Miss Trimble uttered an ejaculation of supreme contempt.
“I n’ver saw such a lot of babbl’ng crooks in m’ life! ’T beats me what y’ hope to get pulling this stuff. Say”—she indicated Mr. Crocker—“this guy’s wanted f’r something over in England. We’ve got h’s photographs ’n th’ office. If y’ ask me he lit out with the spoons ’r something. Say”—she fixed one of the geniuses with her compelling eye—“ ’bout time y’ made y’rself useful. Go ’n’ call up th’ Astorbilt on th’ phone. There’s a dame there that’s been making the inquiries f’r this duck. She told Anderson’s—and Anderson’s handed it on to us—to call her up any hour ’f the day ’r night when they found him.
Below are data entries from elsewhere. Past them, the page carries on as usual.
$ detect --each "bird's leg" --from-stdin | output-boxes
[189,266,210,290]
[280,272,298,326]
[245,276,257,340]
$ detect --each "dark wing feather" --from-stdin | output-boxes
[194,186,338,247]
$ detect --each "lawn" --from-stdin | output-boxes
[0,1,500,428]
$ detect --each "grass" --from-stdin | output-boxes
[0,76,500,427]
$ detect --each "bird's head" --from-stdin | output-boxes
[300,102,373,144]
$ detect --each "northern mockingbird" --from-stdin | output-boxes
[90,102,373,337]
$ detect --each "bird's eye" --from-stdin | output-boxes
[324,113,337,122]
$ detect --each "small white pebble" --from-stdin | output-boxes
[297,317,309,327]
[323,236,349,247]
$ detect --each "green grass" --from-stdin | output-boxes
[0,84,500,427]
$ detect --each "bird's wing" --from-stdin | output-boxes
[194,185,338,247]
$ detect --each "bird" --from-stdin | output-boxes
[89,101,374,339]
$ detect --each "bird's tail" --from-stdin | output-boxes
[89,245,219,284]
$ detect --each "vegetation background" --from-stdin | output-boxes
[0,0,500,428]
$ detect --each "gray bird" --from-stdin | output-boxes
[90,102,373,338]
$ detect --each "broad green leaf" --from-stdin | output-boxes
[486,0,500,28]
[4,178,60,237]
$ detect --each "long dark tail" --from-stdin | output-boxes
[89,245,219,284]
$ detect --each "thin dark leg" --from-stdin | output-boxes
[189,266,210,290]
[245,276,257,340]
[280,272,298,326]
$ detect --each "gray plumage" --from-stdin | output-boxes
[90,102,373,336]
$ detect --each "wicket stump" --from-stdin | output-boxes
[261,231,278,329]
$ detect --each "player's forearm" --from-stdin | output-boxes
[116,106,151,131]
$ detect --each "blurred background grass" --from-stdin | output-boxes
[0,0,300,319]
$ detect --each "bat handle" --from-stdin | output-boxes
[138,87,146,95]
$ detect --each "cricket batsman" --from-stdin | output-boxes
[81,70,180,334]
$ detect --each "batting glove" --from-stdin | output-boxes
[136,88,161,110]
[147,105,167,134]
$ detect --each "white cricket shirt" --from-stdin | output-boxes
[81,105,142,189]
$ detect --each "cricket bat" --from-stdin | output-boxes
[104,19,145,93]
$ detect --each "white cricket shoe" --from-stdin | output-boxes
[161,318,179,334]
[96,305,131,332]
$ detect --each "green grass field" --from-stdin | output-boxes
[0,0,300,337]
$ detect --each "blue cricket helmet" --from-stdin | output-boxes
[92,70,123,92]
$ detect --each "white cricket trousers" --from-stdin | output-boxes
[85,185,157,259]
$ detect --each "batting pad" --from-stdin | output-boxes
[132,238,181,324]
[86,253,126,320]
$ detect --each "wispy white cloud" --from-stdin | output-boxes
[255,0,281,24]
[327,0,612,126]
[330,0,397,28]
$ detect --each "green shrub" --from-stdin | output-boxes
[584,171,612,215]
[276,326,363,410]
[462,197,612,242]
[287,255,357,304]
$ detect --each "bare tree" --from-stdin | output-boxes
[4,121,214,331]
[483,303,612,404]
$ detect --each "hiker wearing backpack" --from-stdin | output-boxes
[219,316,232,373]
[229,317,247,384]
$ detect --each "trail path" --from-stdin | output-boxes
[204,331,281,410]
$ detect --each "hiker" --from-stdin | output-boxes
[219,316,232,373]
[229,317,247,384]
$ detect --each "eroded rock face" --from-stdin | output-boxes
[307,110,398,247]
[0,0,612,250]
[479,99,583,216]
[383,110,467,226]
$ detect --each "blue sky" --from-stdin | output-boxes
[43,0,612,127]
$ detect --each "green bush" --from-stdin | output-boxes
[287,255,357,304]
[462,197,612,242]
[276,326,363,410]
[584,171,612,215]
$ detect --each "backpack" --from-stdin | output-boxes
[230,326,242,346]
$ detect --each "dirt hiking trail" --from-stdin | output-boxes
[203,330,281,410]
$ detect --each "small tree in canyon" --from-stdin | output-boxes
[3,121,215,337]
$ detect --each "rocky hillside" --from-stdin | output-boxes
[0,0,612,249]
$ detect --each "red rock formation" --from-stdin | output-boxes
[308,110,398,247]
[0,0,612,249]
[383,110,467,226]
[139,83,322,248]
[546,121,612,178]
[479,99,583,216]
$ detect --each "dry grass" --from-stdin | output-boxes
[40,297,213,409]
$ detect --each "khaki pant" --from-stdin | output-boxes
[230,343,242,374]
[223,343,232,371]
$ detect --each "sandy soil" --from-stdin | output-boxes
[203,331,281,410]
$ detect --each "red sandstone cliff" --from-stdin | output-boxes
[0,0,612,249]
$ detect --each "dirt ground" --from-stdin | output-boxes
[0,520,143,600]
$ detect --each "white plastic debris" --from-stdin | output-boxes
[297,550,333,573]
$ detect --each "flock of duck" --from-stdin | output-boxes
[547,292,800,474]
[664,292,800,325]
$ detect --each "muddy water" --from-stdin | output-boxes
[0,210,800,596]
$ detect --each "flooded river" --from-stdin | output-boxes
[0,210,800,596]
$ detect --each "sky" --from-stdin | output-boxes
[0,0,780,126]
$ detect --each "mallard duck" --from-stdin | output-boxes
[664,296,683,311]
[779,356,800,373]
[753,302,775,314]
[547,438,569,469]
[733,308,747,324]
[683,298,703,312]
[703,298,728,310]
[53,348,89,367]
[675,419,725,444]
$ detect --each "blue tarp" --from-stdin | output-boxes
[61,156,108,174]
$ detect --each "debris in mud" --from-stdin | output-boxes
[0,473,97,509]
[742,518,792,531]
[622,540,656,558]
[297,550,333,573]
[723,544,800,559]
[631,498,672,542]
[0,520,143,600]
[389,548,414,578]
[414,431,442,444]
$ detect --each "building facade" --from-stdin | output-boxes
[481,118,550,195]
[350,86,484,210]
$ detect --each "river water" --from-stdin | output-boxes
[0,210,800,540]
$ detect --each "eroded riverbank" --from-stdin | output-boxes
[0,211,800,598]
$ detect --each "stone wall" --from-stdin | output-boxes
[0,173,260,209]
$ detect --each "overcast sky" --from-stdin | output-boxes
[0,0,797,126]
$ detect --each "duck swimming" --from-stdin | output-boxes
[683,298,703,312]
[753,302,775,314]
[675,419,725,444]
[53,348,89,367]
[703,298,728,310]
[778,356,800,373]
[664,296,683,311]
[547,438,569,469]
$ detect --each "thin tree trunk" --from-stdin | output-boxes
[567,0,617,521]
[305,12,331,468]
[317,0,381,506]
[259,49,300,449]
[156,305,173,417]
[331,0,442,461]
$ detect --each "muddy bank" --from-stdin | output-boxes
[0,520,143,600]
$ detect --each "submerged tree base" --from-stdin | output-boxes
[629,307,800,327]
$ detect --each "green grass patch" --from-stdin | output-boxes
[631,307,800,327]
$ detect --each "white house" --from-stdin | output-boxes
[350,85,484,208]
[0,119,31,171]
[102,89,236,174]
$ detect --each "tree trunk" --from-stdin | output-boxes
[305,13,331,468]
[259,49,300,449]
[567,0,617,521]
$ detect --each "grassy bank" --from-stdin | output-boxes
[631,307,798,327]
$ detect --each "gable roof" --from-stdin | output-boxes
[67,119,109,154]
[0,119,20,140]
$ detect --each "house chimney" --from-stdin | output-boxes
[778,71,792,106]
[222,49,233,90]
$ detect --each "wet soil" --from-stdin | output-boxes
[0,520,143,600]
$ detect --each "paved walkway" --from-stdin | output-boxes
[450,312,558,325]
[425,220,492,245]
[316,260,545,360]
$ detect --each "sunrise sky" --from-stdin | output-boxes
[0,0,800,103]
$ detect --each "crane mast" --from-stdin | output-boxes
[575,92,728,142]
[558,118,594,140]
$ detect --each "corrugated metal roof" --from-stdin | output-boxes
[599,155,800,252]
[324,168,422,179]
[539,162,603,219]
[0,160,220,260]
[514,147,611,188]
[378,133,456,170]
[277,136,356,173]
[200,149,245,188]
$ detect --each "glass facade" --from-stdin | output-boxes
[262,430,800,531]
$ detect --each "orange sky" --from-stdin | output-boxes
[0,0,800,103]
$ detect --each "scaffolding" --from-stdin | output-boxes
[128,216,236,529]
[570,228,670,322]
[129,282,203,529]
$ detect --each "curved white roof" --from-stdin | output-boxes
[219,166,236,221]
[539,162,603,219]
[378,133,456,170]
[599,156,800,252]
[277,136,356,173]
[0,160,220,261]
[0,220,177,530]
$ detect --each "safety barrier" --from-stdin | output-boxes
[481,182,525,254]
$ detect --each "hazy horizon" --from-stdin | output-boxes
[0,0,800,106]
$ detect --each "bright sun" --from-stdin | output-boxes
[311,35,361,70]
You go get her on the wire and t’ll her t’ come right up here ’n a taxi and identify h’m!”
The genius paused at the door.
“Whom shall I ask for?”
“Mrs. Crocker,” snapped Miss Trimble. “Siz Bingley Crocker. Tell her we’ve found th’ guy she’s been looking for!”
The genius backed out. There was a howl of anguish from the doorway.
“I beg your pardon!” said the genius.
“Can’t you look where you’re going!”
“I am exceedingly sorry ——”
Mr. Pett entered the room, hopping. He was holding one slippered foot in his hand and appeared to be submitting it to some form of massage. It was plain that the usually mild and gentle little man was in a bad temper. He glowered round him at the company assembled.
“What the devil’s the matter here?” he demanded. “I stood it as long as I could, but a man can’t get a wink of sleep with this noise going on!”
“Yipe! Yipe! Yipe!” barked Aïda from the shelter of Mrs. Pett’s arms.
Mr. Pett started violently.
“Kill that dog! Throw her out! Do something to her!”
Mrs. Pett was staring blankly at her husband. She had never seen him like this before. It was as if a rabbit had turned and growled at her. Coming on top of the crowded sensations of the night it had the effect of making her feel curiously weak. In all her married life she had never known what fear was. She had coped dauntlessly with the late Mr. Ford, a man of a spirited temperament, and as for the mild Mr. Pett she had trampled on him. But now she felt afraid. This new Peter intimidated her.
TO THIS remarkable metamorphosis in Mr. Peter Pett several causes had contributed. In the first place, the sudden dismissal of Jerry Mitchell had obliged him to go two days without the physical exercises to which his system had become accustomed; and this had produced a heavy, irritable condition of body and mind. He had brooded on the injustice of his lot until he had almost worked himself up to rebellion. And then a touch of gout came to add to his troubles. Being a patient man by nature, he might have borne up against these trials had he been granted an adequate night’s rest. But, just as he had dropped off after tossing restlessly for two hours, things had begun to happen noisily in the library. He awoke to a vague realization of tumult below.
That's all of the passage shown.